You would also likely benefit from education on the risk of blood borne pathogen transmission. The fact is, it is rare for a disease to be transmitted via needlestick injury. From the CDC:
What is the risk of infection after an occupational exposure?Hepatitis B Virus (HBV)Health care workers who have received hepatitis B vaccine and have developed immunity to the virus are at virtually no risk for infection. For an unvaccinated person, the risk from a single needlestick or a cut exposure to HBV-infected blood ranges from 6%–30% and depends on the hepatitis B e antigen (HBeAg) status of the source individual. Individuals who are both hepatitis B surface antigen (HBsAg) positive and HBeAg positive have more virus in their blood and are more likely to transmit HBV.Hepatitis C Virus (HCV)Based on limited studies, the estimated risk for infection after a needlestick or cut exposure to HCV-infected blood is approximately 1.8%. The risk following a blood splash is unknown but is believed to be very small; however, HCV infection from such an exposure has been reported.Human Immunodeficiency Virus (HIV)The average risk for HIV infection after a needlestick or cut exposure to HlV-infected blood is 0.3% (about 1 in 300). Stated another way, 99.7% of needlestick/cut exposures to HIV-contaminated blood do not lead to infection.The risk after exposure of the eye, nose, or mouth to HIV-infected blood is estimated to be, on average, 0.1% (1 in 1,000).The risk after exposure of the skin to HlV-infected blood is estimated to be less than 0.1%. A small amount of blood on intact skin probably poses no risk at all. There have been no documented cases of HIV transmission due to an exposure involving a small amount of blood on intact skin (a few drops of blood on skin for a short period of time). The risk may be higher if the skin is damaged (for example, by a recent cut), if the contact involves a large area of skin, or if the contact is prolonged.

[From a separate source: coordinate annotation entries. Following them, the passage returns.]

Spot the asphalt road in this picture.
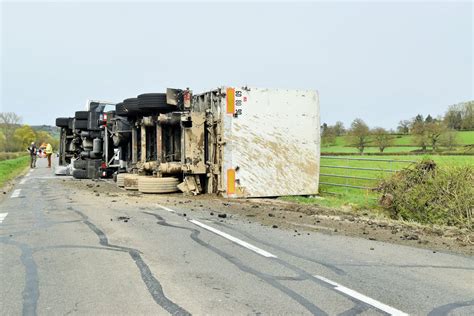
[0,160,474,315]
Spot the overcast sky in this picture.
[0,1,474,128]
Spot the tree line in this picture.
[321,101,474,154]
[0,112,59,152]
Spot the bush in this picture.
[377,159,474,229]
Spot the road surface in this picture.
[0,160,474,315]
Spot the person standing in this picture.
[45,143,53,168]
[28,142,38,168]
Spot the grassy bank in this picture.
[321,131,474,154]
[0,151,28,161]
[282,155,474,218]
[0,156,30,188]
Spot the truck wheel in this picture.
[117,173,127,188]
[74,160,87,170]
[72,169,88,179]
[138,176,179,193]
[115,102,128,116]
[56,117,69,127]
[67,117,75,130]
[75,111,89,120]
[123,173,139,191]
[74,119,87,129]
[137,93,177,113]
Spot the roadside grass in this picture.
[321,131,474,153]
[0,156,30,188]
[281,155,474,215]
[0,151,28,161]
[321,145,420,154]
[457,131,474,145]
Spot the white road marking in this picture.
[0,213,8,224]
[189,219,277,258]
[10,189,21,198]
[314,275,408,316]
[157,204,176,213]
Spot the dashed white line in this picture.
[189,219,277,258]
[314,275,408,316]
[10,189,21,198]
[157,204,277,258]
[0,213,8,224]
[157,204,176,213]
[157,204,408,316]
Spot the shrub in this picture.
[377,159,474,229]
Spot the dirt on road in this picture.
[62,178,474,255]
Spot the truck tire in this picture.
[75,111,89,120]
[123,173,139,191]
[56,117,69,127]
[67,117,75,130]
[72,169,88,179]
[138,176,179,193]
[115,102,128,116]
[74,119,88,129]
[137,93,177,113]
[117,173,127,188]
[73,159,87,170]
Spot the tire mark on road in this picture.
[68,208,191,315]
[338,306,369,316]
[428,300,474,316]
[143,212,327,315]
[0,237,39,315]
[214,222,346,275]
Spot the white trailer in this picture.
[195,87,320,198]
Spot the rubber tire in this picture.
[67,117,75,130]
[72,169,89,179]
[56,117,69,127]
[74,159,87,170]
[74,119,88,129]
[137,93,177,113]
[123,98,140,116]
[75,111,89,120]
[115,102,128,116]
[138,176,179,193]
[117,173,127,188]
[123,173,139,191]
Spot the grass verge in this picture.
[0,156,30,188]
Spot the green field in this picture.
[321,131,474,154]
[283,155,474,210]
[0,156,30,188]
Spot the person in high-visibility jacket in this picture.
[45,143,53,168]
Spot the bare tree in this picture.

Health care workers who have received hepatitis B vaccine and have developed immunity to the virus are at virtually no risk for infection. For an unvaccinated person, the risk from a single needlestick or a cut exposure to HBV-infected blood ranges from 6%–30% and depends on the hepatitis B e antigen (HBeAg) status of the source individual. Individuals who are both hepatitis B surface antigen (HBsAg) positive and HBeAg positive have more virus in their blood and are more likely to transmit HBV.
Hepatitis C Virus (HCV)
Based on limited studies, the estimated risk for infection after a needlestick or cut exposure to HCV-infected blood is approximately 1.8%. The risk following a blood splash is unknown but is believed to be very small; however, HCV infection from such an exposure has been reported.
Human Immunodeficiency Virus (HIV)
nutella, MSN, RN
1 Article; 1,509 Posts
We can not give you medical advice here.
You might find this information useful, I think the webpage of the organization also has a tool to find professionals who can help with CBT
https://iocdf.org/wp-content/uploads/2014/10/What-You-Need-To-Know-About-OCD.pdf
International OCD Foundation – How Do I Find Help for OCD?

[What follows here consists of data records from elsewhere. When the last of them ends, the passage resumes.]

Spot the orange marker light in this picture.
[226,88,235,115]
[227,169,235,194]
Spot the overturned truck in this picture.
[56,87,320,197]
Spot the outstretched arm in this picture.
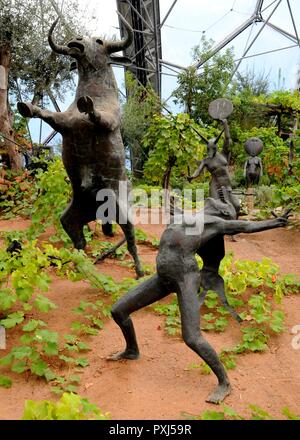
[222,216,287,235]
[190,160,205,180]
[243,159,248,177]
[259,157,263,177]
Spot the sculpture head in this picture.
[207,138,218,159]
[48,15,133,70]
[198,130,224,159]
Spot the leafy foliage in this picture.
[173,36,234,124]
[154,254,300,374]
[22,393,110,420]
[144,114,204,188]
[121,72,161,178]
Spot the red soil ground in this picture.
[0,220,300,419]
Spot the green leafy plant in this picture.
[22,393,110,420]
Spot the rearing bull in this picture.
[18,16,143,276]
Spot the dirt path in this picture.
[0,220,300,419]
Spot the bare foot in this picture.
[206,383,231,404]
[106,350,140,361]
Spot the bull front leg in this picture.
[17,102,67,133]
[77,95,120,131]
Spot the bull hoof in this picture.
[17,102,33,118]
[206,383,231,405]
[77,96,94,113]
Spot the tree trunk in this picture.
[0,43,22,171]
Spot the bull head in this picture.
[48,12,133,65]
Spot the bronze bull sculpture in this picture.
[18,16,143,276]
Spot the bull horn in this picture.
[48,17,69,55]
[106,11,133,53]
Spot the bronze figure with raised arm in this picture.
[188,99,240,217]
[108,188,288,403]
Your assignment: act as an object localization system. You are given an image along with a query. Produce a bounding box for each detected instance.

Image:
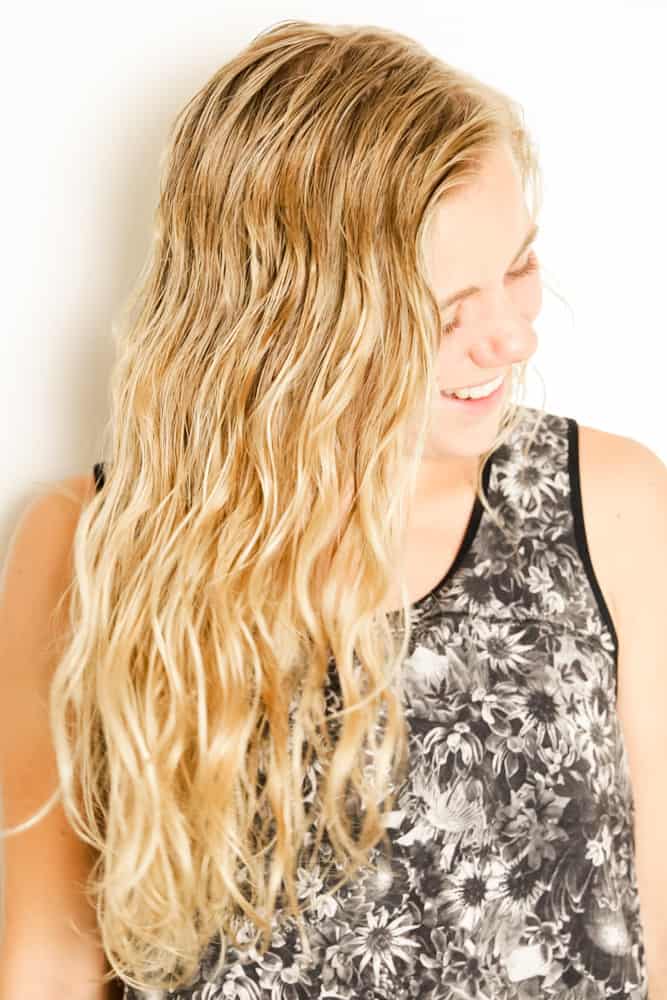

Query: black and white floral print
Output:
[117,407,647,1000]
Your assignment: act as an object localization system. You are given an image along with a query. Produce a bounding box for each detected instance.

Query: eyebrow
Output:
[438,225,540,309]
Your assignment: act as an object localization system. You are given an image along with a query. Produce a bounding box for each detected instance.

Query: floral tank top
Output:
[95,406,648,1000]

I can tell you that one of my children as OCD and the "worries" are comparable to yours in many ways.
The thing to know is that logic often does not address the problem because logically you may know that you can not get just infected. Constant re-assurance often leads to false positive re-inforcement with even more "checking" and such. My child can have months with less OCD but in times of high stress or illness the OCD also gets worse.
I really recommend you check with a MH specialist to talk about your problem, get a diagnosis, and look into treatment options.
ItsThatJenGirl, CNA
1,978 Posts
Have you actually been diagnosed with OCD?
bgxyrnf, MSN, RN
1,208 Posts
when I carry out venipuncture on a patient i can sometimes do it in autopilot.
I can't comment about the OCD stuff but invasive procedures and sharps-out should *never* be done on autopilot.